5. Outstanding story, told in a very different format that really seemed to stretch the author's craft. Nice job, and it makes my list at number five.

4. Very brave book. I think it will make an impact on many lives. I know a book is good when I think about it as much as I did this one. I could tell the author was writing about an unfamiliar setting, though (I think), because the author got some things wrong. Still, that's excusable, and the book makes my list.

3. Nice job. Funny and smart, and I really enjoyed it. Now I think it's time for you to start writing something with a different plot and different characters, as opposed to writing THE SAME STORY (but you're still a good writer) in a new setting, with new names, and new hairstyles.

2. The first hundred or so pages were amazing. Then I started wondering if you were pulling my leg; mocking the conventions of the art form you were creating. Some of your conventions got a little too predictable, but, all in all, a remarkable story and a monumentally brave effort.
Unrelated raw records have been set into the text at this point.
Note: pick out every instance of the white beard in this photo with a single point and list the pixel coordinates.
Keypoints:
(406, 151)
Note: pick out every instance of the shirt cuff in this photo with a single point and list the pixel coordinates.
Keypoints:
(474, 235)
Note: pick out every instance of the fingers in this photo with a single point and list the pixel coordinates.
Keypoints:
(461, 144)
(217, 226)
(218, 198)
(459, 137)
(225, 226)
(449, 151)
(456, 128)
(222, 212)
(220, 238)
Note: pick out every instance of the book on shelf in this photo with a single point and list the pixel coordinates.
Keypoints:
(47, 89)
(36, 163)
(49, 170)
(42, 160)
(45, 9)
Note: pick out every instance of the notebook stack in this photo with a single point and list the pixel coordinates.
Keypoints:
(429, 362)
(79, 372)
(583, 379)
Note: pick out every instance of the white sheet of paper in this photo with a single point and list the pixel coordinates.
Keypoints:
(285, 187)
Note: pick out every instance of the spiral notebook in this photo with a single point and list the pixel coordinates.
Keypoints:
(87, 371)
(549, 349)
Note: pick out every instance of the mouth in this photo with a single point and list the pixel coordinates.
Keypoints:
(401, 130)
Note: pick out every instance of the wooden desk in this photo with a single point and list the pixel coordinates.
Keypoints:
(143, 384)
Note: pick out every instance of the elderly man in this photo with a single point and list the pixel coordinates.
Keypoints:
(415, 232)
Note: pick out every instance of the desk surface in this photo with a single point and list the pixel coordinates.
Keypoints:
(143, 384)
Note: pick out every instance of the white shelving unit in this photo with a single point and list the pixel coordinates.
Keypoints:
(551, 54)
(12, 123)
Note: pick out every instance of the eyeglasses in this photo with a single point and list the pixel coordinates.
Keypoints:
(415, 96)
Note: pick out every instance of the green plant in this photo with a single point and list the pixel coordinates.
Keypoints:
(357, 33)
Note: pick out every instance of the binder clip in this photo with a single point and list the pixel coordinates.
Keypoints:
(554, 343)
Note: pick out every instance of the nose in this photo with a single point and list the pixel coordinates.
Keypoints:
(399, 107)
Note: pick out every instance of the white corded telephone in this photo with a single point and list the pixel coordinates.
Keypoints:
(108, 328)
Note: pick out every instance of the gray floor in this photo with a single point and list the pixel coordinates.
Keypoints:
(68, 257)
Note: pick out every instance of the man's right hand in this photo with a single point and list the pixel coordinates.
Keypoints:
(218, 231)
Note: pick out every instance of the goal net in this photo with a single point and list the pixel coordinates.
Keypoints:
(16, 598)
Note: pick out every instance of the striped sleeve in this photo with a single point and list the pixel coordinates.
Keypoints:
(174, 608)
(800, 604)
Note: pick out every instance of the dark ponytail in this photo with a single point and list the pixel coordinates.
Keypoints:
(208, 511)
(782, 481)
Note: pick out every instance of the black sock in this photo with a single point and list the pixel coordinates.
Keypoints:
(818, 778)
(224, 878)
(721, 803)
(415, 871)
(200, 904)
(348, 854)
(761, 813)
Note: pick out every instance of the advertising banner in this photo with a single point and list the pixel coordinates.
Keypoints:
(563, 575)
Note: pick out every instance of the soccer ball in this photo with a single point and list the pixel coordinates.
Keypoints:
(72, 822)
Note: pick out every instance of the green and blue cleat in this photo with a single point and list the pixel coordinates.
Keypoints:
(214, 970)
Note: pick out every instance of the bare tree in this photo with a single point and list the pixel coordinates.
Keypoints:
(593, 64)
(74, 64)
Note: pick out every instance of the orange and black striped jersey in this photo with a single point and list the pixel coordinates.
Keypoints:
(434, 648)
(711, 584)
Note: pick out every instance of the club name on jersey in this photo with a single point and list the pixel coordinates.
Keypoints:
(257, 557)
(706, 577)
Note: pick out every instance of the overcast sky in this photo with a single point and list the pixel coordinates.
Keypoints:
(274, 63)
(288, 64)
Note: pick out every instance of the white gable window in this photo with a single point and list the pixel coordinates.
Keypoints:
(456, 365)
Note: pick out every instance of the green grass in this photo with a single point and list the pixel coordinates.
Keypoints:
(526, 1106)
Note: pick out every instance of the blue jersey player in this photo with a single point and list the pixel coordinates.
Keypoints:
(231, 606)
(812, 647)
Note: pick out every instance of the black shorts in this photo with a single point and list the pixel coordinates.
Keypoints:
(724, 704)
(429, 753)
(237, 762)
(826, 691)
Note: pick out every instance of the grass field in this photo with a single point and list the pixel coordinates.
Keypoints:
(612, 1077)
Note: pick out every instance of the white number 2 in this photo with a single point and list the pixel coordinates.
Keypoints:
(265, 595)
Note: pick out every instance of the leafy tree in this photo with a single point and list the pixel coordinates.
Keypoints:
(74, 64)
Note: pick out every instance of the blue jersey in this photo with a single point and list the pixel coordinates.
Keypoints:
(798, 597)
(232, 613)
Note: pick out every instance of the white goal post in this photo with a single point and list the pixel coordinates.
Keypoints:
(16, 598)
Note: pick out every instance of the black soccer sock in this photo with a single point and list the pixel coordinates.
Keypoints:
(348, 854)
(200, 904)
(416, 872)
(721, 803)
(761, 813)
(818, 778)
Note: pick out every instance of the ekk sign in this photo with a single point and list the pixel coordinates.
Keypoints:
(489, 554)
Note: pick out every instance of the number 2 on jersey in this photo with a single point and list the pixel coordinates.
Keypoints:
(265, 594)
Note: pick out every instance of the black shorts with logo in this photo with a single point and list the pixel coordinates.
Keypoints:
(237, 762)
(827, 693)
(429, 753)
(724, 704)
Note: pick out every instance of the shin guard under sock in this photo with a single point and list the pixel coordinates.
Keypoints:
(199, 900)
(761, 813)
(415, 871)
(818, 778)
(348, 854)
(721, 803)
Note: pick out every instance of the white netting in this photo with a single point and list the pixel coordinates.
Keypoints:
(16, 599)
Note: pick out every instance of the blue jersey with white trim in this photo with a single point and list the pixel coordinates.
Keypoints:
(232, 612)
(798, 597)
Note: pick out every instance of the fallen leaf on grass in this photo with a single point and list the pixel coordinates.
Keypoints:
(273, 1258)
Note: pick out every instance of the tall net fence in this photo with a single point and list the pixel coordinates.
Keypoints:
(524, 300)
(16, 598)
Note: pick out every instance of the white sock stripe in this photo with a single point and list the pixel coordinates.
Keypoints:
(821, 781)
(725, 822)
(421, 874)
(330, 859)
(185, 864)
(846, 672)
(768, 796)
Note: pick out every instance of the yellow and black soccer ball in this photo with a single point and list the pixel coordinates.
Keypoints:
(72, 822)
1. It is sad that I haven't seen this book on ANY lists, or talked about in ANY forum. It was brilliant and horrifying, and I couldn't put it down. As much as I wanted to grab your characters and shake some sense into them, it was like slowly driving by a car crash and being mesmerized by the pretty colors. That said, I think you could have ended the novel without including the last two chapters. To me, they were unnecessary, but I understand how a writer sometimes can't let go of certain things. Also, some conventions and word choices echoed with annoying frequency. Still, by far, the best book of 2008.